1920s: Print Culture
1920s: Print Culture
Communication in America was forever changed in the 1920s. With the beginning of radio broadcasting, printed newspapers and magazines were no longer the only sources of common information about happenings in the country or the world. Even though about fifty million Americans listened to the radio by the middle of the decade, newspapers and magazines remained the dominant sources of information during the decade.
Radio news bulletins captured people's interest, but printed sources told the "whole story." Newspapers not only provided serious reporting on news events, they also entertained people with gossip columns, comic strips, or the syndicated Ripley's Believe It or Not! cartoons. Pulp magazines, such as Amazing Stories and the Black Mask, published imaginative tales to entertain readers everywhere. People could buy newspapers and magazines almost anywhere, from boys on the street, at newsstands, and at railroad stations.
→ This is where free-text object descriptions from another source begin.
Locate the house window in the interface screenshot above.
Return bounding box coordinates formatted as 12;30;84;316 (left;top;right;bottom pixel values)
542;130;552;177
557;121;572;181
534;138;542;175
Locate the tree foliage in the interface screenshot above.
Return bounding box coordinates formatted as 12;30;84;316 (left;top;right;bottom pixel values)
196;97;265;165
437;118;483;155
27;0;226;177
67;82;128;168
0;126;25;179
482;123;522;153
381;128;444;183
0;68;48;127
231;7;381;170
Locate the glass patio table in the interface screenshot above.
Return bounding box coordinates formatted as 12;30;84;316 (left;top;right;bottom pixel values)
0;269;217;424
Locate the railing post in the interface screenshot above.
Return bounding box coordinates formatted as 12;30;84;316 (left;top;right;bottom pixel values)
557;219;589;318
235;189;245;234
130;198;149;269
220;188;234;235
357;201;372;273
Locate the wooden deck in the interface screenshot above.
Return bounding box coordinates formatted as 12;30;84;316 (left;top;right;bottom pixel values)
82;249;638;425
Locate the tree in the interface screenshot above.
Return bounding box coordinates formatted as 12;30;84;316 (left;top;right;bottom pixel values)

Although the advent of radio did cause some newspapers and magazines to merge or cease publication, some new types of magazines started during the decade. Some of the most influential new magazines started in the 1920s were Time and Reader's Digest. Recognizing that readers were spending less time on long, detailed articles, Time and Reader's Digest provided condensed summaries of events and topics to provide readers with a lot of information in a small amount of space. The format was a hit and both magazines continue to be two of the most read magazines into the new millenium.
Books remained popular entertainment in the 1920s. During the 1920s, some of the most influential American writers, such as F. Scott Fitzgerald (1896–1940), got their start. Children's books also became popular, with the beginning of the Little Blue Books, Winnie-the-Pooh, Nancy Drew, and the Hardy Boys series. First-run novels cost as much as $1.75, but reprinted hardcover books sold for fifty cents apiece. Drug or other retail stores often had libraries from which people could rent books for a nickel a day.